Once MFL are reached, the water management district may restrict water consumption in the area.

To provide water management districts with necessary biological data, the agency's biologists research relationships between river flows and levels and fish and invertebrate communities.

A floodplain is a flat tract of land that borders a stream or river and is susceptible to flooding during times of high water.

Floodplain inundation occurs when the river overflows its banks and submerges the flat expanses of land next to the riverbank. The periodicity (or frequency), duration, and extent of that inundation vary based on the characteristics of the flood event, the height of the water table, and the season.
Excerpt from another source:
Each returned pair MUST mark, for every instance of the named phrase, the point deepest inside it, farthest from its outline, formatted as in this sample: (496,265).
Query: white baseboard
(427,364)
Floodplain inundation provides a link for exchange of important materials, such as nutrients and organic material, between land and aquatic environments. When the floodplain becomes inundated, the amount of food and habitat available for aquatic organisms, like fish and invertebrates, increases. During extreme high water periods, dead plant material and woody debris are also removed and forced down river, which re-opens up these floodplain areas and creates new snag habitat down river.

When a river overflows its banks, the floodwater links the floodplain and river ecosystems. This link, or connectivity, allows nutrients and resources to transfer between the floodplain and the river areas.

"Bankfull" is a term that refers to a stream or river that has water at the top of its banks. When a river or stream is "bankfull," a heavy rain event will likely cause water to flow into the floodplain.